North Americans See Turkey As An Investment Opportunity
According to a December 2011 article in the New York Times, a relatively stable Turkish economy, along with its central location for managing the business in both the east and the west, is causing an increased interest in real estate investment, on behalf of North Americans.
The prime focus of foreign real estate investors is, as expected, large and central areas, such as Istanbul. While these properties are more expensive and often larger than what is available in surrounding areas, it is never the less touted as the "best buy". According to the opinion in the article, this is because homes that are not centrally located within Istanbul will not likely retain and improve their value with the same consistency as Istanbul property. Despite this, many local sellers are successfully marketing their properties to foreign investors.
North Americans are obviously not the only foreigners who have deemed Turkey to be a safe and profitable country in which to invest their money. In a very short period of time, Istanbul has experienced an influx of interest from the Middle East, Turkic countries, and Europeans.
According to a law partner quoted in this New York Times article, 60% of foreign real estate investment still comes from the Middle East while just 20% comes from a mix of Europe and the US. This number, however, is expected to rise.
Obviously, purchasing property in Turkey is not as easy as simply finding a suitable investment and handing over the cash. Non-Turkish citizens usually must pass a clearance check from the military, a process within itself. Thanks to streamlining, however, this process can be completed in less than a month. It is also necessary for a buyer to ensure that their country will allow them to invest in Turkish property.
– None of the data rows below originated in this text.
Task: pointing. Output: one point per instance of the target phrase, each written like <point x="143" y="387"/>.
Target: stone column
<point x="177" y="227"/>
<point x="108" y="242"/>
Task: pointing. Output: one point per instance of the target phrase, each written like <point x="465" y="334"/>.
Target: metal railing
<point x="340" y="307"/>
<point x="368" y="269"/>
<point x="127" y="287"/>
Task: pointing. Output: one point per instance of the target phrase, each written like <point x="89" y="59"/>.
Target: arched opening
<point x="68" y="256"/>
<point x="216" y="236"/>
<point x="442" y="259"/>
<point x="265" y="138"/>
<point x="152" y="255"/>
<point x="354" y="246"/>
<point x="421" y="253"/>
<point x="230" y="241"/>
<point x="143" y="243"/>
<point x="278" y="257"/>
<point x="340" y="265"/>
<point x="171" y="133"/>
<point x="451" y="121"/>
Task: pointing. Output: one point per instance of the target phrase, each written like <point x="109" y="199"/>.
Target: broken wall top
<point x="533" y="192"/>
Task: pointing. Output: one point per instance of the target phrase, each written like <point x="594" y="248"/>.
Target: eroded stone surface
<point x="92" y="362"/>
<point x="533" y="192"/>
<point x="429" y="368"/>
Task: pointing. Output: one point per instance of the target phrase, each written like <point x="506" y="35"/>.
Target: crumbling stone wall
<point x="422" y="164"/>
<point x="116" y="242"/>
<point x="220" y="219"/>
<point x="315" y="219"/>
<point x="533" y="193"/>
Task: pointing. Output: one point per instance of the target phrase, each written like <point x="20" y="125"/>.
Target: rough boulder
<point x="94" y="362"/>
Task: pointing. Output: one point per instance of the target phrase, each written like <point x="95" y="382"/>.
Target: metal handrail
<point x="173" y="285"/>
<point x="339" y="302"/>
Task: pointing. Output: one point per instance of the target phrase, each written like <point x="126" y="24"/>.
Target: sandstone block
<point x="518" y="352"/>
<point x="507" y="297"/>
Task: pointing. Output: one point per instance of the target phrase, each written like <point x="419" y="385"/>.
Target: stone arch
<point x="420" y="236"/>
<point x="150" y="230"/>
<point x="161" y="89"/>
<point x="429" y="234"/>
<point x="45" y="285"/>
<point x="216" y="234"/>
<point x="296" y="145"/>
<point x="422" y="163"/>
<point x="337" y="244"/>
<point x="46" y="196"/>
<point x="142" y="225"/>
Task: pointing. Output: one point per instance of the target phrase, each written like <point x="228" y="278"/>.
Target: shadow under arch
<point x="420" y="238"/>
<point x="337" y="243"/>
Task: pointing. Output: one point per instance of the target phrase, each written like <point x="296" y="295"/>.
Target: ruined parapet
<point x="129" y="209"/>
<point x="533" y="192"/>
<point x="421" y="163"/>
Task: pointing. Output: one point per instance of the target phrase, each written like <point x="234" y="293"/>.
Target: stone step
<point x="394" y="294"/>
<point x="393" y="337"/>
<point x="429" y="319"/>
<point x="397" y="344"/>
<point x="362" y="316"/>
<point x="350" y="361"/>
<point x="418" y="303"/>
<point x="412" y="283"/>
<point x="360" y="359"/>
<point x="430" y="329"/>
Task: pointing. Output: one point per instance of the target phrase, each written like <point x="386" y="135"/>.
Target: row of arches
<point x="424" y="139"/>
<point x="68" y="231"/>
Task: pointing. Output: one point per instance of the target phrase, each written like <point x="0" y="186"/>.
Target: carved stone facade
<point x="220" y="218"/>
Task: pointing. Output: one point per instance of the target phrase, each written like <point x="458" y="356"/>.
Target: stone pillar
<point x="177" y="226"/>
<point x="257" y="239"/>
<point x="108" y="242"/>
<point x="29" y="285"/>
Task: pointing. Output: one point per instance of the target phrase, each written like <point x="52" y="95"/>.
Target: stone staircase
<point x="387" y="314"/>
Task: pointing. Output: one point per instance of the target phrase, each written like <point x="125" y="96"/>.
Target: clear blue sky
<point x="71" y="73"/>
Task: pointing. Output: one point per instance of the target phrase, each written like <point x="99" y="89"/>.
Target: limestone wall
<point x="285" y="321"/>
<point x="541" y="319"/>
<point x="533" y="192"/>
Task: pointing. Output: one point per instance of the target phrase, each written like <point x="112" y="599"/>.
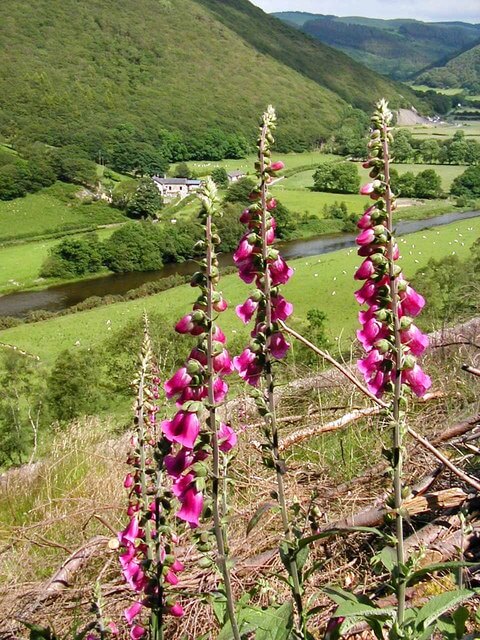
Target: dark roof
<point x="175" y="181"/>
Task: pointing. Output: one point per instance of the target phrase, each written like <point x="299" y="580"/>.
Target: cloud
<point x="430" y="10"/>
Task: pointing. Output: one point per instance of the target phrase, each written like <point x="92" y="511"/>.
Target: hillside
<point x="398" y="48"/>
<point x="462" y="72"/>
<point x="92" y="73"/>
Once approval has been met, a foreign investor will likely turn to a bank or lending house. If the buyer is currently employed or has a promise of employment, any major bank can check credit and financial status. With this information in hand, the bank will likely grant financing to foreigners.
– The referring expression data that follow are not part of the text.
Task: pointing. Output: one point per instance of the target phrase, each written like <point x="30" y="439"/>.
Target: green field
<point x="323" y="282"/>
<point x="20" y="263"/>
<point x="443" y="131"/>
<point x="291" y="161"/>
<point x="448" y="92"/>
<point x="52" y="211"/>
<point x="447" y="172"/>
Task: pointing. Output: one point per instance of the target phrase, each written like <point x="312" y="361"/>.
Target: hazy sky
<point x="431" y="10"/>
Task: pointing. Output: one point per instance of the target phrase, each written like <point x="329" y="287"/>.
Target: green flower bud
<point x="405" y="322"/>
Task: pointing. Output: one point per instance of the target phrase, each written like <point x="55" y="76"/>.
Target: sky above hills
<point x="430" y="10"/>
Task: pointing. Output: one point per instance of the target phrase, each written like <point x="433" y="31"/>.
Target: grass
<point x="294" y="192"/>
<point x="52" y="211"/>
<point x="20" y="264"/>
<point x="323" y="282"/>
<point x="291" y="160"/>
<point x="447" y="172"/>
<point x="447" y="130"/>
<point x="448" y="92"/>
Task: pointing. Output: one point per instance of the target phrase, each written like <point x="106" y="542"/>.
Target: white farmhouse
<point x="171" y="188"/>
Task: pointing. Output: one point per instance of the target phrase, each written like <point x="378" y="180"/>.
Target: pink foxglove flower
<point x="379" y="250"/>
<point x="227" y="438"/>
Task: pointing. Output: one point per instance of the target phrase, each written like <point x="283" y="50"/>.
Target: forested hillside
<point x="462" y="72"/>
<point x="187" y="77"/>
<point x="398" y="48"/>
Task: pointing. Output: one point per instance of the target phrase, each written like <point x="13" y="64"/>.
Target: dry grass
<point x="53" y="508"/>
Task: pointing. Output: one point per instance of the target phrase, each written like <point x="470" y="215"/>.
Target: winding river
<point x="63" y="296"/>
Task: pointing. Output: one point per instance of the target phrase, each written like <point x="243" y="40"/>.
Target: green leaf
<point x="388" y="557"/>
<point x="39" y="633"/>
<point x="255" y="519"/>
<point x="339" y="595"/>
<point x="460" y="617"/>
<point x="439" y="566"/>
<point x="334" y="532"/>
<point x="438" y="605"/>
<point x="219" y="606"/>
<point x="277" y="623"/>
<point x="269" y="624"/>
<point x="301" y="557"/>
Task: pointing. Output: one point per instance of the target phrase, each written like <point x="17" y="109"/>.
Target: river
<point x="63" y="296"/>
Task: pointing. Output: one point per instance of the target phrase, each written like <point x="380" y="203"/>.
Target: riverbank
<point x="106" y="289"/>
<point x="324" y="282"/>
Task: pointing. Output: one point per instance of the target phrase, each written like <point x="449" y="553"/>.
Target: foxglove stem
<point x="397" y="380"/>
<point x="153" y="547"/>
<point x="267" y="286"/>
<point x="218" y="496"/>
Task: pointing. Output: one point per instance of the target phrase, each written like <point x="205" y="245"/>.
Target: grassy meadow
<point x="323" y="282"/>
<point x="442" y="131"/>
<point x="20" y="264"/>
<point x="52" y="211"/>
A major shock for a foreign buyer might lie within Turkey's short lending cycle. While North Americans (and Europeans) usually enter into a mortgage agreement of as many as three decades, Turkish mortgage lending agreements are usually signed for a ten-year term. Also, Turkish interest rates may not be competitive with rates within a foreign buyer's home country. It is for this reason that many foreign buyers seek financing from banks within their home country.
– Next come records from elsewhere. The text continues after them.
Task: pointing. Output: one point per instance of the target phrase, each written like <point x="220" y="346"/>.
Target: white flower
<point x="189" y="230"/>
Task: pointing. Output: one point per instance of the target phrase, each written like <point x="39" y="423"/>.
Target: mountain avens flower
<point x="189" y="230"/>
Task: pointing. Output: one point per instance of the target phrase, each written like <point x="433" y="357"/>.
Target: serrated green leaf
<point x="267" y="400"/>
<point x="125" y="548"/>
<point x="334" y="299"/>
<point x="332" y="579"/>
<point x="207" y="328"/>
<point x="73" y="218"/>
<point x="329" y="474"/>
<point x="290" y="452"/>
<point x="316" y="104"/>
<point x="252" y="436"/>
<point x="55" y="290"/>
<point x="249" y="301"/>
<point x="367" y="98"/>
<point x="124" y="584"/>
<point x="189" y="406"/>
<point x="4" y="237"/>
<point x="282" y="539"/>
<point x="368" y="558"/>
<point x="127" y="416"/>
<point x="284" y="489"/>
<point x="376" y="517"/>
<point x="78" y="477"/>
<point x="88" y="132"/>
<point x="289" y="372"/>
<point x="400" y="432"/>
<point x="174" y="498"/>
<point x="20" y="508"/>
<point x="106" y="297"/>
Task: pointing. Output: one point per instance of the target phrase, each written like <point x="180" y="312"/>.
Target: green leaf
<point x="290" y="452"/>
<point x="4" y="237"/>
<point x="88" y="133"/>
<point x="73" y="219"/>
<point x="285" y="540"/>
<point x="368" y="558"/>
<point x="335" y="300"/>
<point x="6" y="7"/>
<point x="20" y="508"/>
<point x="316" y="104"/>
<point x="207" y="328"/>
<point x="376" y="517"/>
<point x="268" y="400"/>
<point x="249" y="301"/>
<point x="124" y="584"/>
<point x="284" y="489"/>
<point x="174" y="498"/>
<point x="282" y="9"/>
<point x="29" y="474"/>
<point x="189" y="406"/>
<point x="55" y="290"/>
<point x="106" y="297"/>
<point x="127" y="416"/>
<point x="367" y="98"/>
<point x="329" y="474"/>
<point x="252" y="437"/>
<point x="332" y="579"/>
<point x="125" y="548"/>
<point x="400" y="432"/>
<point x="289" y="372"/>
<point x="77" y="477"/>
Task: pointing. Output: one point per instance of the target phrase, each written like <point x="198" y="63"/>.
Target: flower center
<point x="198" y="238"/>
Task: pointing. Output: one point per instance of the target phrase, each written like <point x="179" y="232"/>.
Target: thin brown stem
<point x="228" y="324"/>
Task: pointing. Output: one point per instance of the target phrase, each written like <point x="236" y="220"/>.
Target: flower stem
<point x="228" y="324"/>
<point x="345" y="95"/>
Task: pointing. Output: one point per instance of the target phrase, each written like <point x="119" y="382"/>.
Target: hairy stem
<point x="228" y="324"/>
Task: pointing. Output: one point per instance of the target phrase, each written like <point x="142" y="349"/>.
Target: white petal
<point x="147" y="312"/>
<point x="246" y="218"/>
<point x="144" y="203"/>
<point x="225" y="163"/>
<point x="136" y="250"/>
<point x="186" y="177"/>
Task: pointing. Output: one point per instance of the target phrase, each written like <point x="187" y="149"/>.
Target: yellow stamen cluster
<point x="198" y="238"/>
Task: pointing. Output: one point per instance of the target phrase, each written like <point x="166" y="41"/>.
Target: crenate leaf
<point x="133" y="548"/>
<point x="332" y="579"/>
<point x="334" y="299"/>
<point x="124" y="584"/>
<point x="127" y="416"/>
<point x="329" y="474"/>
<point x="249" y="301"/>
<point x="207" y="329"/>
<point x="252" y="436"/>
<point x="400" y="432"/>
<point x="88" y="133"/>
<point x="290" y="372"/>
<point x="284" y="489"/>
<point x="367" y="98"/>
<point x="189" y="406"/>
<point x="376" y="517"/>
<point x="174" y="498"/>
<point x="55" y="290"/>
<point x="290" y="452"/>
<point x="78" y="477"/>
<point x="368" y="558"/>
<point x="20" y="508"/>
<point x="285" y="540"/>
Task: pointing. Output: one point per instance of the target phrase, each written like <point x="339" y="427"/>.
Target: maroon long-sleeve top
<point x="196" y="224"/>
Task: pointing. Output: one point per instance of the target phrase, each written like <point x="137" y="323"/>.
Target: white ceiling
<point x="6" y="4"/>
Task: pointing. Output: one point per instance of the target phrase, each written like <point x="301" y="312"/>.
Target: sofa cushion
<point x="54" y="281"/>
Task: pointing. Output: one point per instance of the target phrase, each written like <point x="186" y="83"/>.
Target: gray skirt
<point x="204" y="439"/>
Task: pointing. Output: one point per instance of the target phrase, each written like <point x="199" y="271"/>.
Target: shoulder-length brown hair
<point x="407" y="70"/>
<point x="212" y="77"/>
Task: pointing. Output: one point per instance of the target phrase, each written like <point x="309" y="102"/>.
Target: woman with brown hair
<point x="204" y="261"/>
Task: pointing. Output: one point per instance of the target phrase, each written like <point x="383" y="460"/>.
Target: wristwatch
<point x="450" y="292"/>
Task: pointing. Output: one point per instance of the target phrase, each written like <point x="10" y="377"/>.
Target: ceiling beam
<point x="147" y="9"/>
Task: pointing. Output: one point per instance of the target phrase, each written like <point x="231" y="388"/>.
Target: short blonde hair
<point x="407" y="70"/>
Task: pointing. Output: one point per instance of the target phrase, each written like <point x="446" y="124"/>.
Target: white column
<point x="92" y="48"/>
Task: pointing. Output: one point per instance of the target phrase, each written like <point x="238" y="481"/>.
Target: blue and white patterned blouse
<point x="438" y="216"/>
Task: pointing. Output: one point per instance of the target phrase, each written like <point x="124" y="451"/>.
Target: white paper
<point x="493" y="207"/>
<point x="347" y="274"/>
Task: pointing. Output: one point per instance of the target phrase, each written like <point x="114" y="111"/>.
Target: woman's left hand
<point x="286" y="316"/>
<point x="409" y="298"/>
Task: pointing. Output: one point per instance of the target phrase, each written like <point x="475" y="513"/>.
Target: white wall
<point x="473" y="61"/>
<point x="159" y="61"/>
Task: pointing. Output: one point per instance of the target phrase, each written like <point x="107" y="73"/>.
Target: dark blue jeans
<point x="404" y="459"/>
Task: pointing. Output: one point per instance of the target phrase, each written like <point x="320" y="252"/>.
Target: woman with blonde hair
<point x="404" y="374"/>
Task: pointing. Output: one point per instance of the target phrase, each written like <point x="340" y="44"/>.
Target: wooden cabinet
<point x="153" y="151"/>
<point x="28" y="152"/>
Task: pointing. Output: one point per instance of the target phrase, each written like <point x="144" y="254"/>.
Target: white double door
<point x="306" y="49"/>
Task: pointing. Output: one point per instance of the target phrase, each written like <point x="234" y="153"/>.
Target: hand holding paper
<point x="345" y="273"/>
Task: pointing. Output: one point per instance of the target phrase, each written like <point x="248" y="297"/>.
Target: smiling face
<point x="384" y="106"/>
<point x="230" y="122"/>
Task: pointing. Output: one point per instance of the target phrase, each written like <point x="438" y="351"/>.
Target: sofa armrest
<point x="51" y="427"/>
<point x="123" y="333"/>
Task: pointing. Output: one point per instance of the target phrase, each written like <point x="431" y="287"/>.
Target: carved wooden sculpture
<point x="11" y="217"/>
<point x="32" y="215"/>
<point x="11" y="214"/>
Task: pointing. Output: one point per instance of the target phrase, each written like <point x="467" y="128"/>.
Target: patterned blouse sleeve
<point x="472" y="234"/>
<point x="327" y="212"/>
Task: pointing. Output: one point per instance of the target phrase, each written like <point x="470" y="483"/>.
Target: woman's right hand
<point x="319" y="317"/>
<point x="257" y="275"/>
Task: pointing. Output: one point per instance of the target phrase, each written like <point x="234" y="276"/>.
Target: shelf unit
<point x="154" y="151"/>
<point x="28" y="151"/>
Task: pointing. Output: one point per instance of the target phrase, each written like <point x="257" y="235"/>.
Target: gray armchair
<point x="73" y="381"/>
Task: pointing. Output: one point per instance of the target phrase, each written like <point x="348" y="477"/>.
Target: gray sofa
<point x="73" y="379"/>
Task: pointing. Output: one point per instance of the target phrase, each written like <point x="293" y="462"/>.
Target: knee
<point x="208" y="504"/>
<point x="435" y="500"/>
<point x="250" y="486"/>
Aside from mortgage payments, a foreign buyer must also be aware of additional costs, such as closing costs, which may or may not be higher than they are used to. Earthquake insurance may also be a surprise cost but lawyer fees, commissions to their real estate agent, and property taxes should be expected.
Despite a weak world economy, one thing remains clear. Foreign buyers are turning their attention towards Turkey and finding it to be a viable and attractive country in which to invest.